The ultraviolet in the sunlight then reacts with a type of cholesterol found naturally under the skin to form a variant. The variant of the vitamin D that is formed under the skin is known as vitamin D3 or cholecalciferol.
Thus, It is important to get as much sun exposure as you can if you are not doing that already. This is because you tend to produce less vitamin D as you age, even with adequate sun exposure.
However, getting too much sun can lead to skin aging and skin cancer.

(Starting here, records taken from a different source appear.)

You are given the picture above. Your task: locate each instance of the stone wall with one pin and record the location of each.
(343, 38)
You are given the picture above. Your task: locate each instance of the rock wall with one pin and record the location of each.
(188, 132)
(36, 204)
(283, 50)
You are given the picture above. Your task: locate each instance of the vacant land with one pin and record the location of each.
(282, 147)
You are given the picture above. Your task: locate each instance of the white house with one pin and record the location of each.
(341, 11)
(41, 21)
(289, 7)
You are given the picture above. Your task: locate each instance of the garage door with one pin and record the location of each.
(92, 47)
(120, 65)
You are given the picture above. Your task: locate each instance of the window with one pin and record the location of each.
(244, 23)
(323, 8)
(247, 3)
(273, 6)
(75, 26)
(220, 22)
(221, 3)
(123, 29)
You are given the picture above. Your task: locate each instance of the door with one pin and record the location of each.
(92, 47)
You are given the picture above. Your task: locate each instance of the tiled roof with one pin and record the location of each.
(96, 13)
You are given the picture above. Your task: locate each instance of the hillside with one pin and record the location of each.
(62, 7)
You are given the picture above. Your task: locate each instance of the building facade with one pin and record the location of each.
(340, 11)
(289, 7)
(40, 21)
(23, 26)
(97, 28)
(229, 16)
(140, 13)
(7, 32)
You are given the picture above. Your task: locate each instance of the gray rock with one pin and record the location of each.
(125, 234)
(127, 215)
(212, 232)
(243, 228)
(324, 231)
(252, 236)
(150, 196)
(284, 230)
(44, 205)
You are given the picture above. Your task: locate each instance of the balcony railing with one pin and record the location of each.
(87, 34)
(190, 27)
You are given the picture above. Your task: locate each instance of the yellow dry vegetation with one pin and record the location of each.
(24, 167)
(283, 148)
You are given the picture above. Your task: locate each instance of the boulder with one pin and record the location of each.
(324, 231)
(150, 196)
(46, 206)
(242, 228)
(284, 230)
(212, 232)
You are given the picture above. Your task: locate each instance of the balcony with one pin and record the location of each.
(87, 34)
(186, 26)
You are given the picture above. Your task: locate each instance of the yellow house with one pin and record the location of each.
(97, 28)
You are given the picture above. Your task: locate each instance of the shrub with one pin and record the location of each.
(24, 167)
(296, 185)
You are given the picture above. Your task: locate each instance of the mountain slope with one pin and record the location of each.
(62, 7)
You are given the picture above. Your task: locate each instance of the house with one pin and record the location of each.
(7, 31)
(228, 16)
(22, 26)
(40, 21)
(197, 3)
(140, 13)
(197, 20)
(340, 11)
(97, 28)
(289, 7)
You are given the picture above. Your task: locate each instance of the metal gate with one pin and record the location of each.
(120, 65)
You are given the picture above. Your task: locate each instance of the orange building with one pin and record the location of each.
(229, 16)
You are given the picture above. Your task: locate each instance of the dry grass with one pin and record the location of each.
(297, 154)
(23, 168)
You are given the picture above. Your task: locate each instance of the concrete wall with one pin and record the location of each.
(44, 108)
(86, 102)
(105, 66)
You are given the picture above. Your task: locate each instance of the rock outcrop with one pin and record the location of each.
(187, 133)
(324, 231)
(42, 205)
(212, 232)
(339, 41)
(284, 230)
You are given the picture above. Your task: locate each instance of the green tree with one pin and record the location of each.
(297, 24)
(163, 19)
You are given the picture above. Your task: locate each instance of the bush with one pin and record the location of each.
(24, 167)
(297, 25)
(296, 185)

It is better to stick to the recommended daily allowance of vitamin D.
Groups of people who might not get enough amount of vitamin D
Due to certain factors, the following categories of people may be prone to having vitamin D deficiency.
- Older people
- Breastfed infants
- Persons with dark skin
- Vegans and vegetarians
- Office workers — especially those with 9 to 5 jobs
- People taking certain medications
- Depression victims
- Those who stay indoors often
- Inhabitants of sunlight limited areas
- Obese or people who have had gastric bypass surgery
- Patients of chronic headaches, joints, and muscles aches
- People with certain medical conditions, such as liver diseases, cystic fibrosis, ulcerative colitis, and Crohn’s disease
If you are found in any of the categories mentioned above, add good sources of vitamin D to your diets or take a dietary supplement to balance up.
When should you take vitamin D – morning, evening or at night?
Ideally, when and how you take your vitamin D supplements can influence its absorption and effectiveness.
For easy absorption and effectiveness, vitamin D supplements can be taken in the morning with fat contained meals since it is not water-soluble but fat-soluble.
Taking vitamin D supplements in the evening or at night may affect your sleep quality and duration.
However, there is no conclusive researched evidence on the best time to take your vitamin D supplement and whether vitamin D can actually affect sleep quality and duration.
Thus, resident experts suggest you join the majority that takes their doses in the morning or experiment through the times of the day to determine what works best for you.